El 17 de diciembre del 2010 estallaron en Túnez disturbios callejeros que el mundo occidental se precipito en calificar de "primavera árabe", lo que fue un disparate mayúsculo. Porque ni hubo primavera, ni lo que hubo fue árabe. Porque Túnez es magrebí y no árabe; el movimiento no fue el inicio de una mejora social -la pretendida "primavera"-, sino el de una protesta popular sangrientamente reprimida; y para colmo, no duró tres meses, como la primavera climatológica, sino dos años largos.

Y dos años de represiones gubernamentales, decepciones populares y convulsiones sociales que desembocaron en una de las peores plagas políticas del mundo musulmán: el nacimiento del Estado Islámico.

En realidad, lo que sucedió el 17 de diciembre de 2010 en Túnez no fue más que un golpe de Estado, arropado y camuflado con el remolino del descontento popular por la mala situación económica. Y tres cuartos de lo mismo fue ocurriendo en rápida sucesión en Egipto, Libia, Yemen, Irak y Siria, aunque en todos estos países -a diferencia de la crisis tunecina- la intervención extranjera jugó un papel muy importante y relativamente disimulado.

En resumen: eran crisis económicas de sistemas autoritarios, pero la prensa occidental vio -como casi siempre- lo que quiso ver; y los Gobiernos occidentales hicieron ver -como siempre- lo que más les convenía que se tragara la opinión pública. Pero en esos territorios, sobre todo en los del Oriente Medio y Próximo, el resultado de las convulsiones políticas fue un debilitamiento catastrófico de las estructuras sociopolíticas.

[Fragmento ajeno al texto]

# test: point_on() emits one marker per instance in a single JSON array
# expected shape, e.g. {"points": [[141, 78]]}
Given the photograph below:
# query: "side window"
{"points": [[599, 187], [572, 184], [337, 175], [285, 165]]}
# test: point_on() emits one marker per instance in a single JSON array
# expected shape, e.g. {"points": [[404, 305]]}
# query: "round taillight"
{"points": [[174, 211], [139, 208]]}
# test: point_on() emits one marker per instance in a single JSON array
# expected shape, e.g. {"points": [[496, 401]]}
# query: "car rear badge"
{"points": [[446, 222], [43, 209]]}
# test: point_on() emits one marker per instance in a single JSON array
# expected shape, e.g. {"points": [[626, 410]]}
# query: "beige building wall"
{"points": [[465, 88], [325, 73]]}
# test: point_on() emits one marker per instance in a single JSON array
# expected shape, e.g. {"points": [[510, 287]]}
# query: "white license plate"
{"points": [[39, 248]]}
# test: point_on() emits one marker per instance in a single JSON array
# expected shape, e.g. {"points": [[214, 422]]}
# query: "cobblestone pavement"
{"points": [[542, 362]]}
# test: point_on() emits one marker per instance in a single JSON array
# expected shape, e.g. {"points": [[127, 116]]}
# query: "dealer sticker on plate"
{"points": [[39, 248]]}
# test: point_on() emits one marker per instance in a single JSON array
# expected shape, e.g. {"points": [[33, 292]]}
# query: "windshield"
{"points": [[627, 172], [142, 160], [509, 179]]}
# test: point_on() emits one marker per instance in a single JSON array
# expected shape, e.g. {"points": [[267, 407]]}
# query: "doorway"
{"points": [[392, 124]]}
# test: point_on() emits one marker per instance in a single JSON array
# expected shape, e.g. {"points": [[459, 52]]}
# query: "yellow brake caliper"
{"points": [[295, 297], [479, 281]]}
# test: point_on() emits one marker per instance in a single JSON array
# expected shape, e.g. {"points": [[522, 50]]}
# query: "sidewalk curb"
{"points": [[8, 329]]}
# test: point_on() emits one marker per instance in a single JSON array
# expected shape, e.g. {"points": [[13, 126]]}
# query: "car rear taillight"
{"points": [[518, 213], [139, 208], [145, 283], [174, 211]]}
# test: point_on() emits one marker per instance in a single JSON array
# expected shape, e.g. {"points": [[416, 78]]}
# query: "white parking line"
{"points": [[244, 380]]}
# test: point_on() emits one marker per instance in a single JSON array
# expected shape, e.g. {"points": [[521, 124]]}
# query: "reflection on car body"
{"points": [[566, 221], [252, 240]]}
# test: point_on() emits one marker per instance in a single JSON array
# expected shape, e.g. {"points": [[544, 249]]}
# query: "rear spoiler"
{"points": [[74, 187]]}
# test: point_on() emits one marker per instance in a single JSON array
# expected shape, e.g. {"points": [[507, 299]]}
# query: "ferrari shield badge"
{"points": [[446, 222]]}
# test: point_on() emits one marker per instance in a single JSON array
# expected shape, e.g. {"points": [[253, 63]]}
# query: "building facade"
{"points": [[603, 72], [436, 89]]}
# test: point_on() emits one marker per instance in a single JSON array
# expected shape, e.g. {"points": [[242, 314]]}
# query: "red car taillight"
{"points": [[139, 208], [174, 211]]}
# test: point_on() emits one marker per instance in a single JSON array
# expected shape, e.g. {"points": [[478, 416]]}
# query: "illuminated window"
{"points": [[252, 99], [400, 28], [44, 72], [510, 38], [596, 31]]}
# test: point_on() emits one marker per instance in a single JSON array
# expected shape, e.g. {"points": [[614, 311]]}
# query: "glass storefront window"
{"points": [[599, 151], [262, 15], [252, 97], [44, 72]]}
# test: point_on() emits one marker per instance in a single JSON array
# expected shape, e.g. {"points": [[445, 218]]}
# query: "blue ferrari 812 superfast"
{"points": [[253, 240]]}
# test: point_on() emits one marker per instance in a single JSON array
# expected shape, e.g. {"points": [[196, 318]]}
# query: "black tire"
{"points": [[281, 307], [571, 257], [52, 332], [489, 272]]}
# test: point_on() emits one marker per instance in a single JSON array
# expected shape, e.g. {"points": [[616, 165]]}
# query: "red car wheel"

Se puede decir que -con la excepción de Egipto- en todo el área se generó un vació de poder y de esperanzas que permitió la aparición del Estado Islámico (EI). Y no solo surgió él, sino que todo el precario equilibrio político de esa parte del mundo se fue al garete.

Ese vacío, evidenciado hasta la saciedad tras la derrota militar del EI, potenció las aspiraciones de protagonismo de Turquía e Irán, dos países de ambiciones casi incompatibles y que complican ahora mucho más la convivencia de esa parte del mundo.

Se puede decir que hoy la ola de descontento popular que estalló hace diez años sigue vigente y más aguda que nunca. Pero sus torpes conatos de rebelión lo han aprovechado los regímenes autoritarios para afianzarse nuevamente en el poder.

Y si así las sociedades han acabado por ser controladas por la fuerza, las crisis económica y social siguen abiertas. Porque ni han surgido ideas y programas para salir del marasmo, ni tampoco dirigentes con suficiente carisma como para generar la confianza del pueblo -¡ y de los inversores !- necesaria para calmar los ánimos y emprender reformas.

Con otras palabras, lo que se quiso ver hace diez años como una primavera árabe no es hoy más que un gélido invierno de buena parte del mundo islámico.